Subsurface Aquifers in Antarctica Could Help Scientists Understand Alien Life Elsewhere in Universe
ByScientists discovered a subsurface aquifer on Earth that could help them understand how alien life could be supported elsewhere in the universe.
According to Discovery News, authors of a study published in the journal Nature Communications detailed a briny liquid found beneath the surface of an Antarctic valley. Studying the area from above, the researchers determined the aquifers were about 1,000 below the surface.
"It may change the way people think about the coastal margins of Antarctica," Jill Mikucki, an assistant professor of microbiology at the University of Tennessee, Knoxville, said in a press release. "We know there is significant saturated sediment below the surface that is likely seeping into the ocean and affecting the productivity of things that feed ocean food webs. It lends to the understanding of the flow of nutrients and how that might affect ecosystem health."

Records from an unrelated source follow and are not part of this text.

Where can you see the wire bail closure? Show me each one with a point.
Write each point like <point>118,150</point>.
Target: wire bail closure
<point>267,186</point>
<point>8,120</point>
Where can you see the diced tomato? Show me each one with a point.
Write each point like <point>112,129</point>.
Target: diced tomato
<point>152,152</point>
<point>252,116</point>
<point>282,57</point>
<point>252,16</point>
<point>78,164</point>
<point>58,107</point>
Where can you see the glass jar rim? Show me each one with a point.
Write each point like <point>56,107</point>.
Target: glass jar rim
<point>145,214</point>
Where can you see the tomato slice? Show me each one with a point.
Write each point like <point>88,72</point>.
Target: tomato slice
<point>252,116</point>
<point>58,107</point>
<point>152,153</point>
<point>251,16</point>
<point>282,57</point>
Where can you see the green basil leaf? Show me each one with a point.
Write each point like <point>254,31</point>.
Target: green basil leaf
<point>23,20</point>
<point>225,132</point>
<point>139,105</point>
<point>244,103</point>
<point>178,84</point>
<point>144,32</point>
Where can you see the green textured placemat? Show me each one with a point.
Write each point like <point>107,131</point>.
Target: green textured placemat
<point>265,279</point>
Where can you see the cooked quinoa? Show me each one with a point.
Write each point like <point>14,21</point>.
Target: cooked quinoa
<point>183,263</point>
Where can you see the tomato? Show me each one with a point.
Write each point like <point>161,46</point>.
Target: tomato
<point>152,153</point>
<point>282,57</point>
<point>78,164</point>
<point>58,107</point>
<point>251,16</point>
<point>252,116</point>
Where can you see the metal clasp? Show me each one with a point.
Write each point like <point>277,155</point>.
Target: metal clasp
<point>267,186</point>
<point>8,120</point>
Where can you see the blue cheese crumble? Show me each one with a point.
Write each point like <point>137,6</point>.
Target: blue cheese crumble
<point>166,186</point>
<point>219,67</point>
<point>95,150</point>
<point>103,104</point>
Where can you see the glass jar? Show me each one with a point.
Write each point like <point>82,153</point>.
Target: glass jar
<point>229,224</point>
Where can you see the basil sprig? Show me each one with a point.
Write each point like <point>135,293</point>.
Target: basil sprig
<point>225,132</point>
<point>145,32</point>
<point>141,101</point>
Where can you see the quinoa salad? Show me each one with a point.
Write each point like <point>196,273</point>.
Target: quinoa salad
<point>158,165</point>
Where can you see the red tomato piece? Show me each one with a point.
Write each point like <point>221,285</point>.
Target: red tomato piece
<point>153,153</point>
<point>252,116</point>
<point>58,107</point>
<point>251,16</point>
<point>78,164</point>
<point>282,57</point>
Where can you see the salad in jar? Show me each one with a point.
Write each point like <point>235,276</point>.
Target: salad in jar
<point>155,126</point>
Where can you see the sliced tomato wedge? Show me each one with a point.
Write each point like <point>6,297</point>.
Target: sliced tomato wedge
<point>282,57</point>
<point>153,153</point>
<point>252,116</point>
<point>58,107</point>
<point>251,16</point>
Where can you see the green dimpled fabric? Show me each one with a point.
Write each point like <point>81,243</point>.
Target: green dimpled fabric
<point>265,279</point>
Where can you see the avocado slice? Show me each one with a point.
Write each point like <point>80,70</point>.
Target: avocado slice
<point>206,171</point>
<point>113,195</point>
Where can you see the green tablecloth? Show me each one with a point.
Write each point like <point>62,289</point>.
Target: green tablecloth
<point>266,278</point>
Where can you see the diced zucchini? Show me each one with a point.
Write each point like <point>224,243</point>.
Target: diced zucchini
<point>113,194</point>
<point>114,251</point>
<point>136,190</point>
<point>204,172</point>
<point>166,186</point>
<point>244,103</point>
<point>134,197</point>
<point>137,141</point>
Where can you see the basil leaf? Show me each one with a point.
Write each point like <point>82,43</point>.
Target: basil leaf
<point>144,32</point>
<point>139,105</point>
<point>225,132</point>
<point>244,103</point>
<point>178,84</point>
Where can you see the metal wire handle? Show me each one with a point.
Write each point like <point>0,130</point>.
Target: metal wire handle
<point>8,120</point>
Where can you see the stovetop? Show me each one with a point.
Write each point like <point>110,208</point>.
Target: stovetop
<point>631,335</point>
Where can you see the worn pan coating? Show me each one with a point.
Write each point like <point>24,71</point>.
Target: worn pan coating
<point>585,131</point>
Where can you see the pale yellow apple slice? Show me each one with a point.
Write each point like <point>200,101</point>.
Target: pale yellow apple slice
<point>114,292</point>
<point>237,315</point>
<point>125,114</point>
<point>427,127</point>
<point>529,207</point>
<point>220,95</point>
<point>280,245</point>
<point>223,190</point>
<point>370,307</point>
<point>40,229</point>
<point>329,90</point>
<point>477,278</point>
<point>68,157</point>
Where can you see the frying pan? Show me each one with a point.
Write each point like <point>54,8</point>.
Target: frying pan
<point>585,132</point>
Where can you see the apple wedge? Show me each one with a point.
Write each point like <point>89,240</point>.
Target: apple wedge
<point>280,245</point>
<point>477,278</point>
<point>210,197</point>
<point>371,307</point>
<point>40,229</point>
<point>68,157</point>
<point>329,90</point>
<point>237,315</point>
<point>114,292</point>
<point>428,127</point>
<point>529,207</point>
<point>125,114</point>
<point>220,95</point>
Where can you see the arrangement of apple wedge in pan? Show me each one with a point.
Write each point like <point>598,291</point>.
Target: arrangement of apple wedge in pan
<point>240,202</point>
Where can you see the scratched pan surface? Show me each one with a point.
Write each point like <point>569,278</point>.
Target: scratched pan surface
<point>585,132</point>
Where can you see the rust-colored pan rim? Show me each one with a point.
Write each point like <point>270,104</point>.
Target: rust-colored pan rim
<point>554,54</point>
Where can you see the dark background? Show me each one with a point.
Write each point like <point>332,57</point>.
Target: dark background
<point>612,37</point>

The researchers also determined the bodies of water to host some kind of life forms, possibly relating them to subsurface lakes spotted on other moons and planets in the Solar System.
"It suggests that this ecosystem is extensive and connected. There could be a very, very large subsurface habitable environment throughout the Antarctic regions," study co-author Ross Virginia, an ecosystem ecologist at Dartmouth College, told Discovery News. "One of the big questions now is this finding regionally specific, or are there many locations in Antarctica where we have conditions that have created these subsurface environments for life."
NASA's Curiosity rover currently exploring Mars has returned a trove of evidence that would suggest the Red Planet could host microbial life. Scientists now have enough to say the planet was once covered mostly in water, like the Earth.
"The subsurface aquifers that we've been looking at in the (Antarctic) are potential analogs to understanding Mars systems," Mikucki told Discovery News. "We still have a lot to learn about these dry valley aquifer systems, but they appear to be related to climate changes."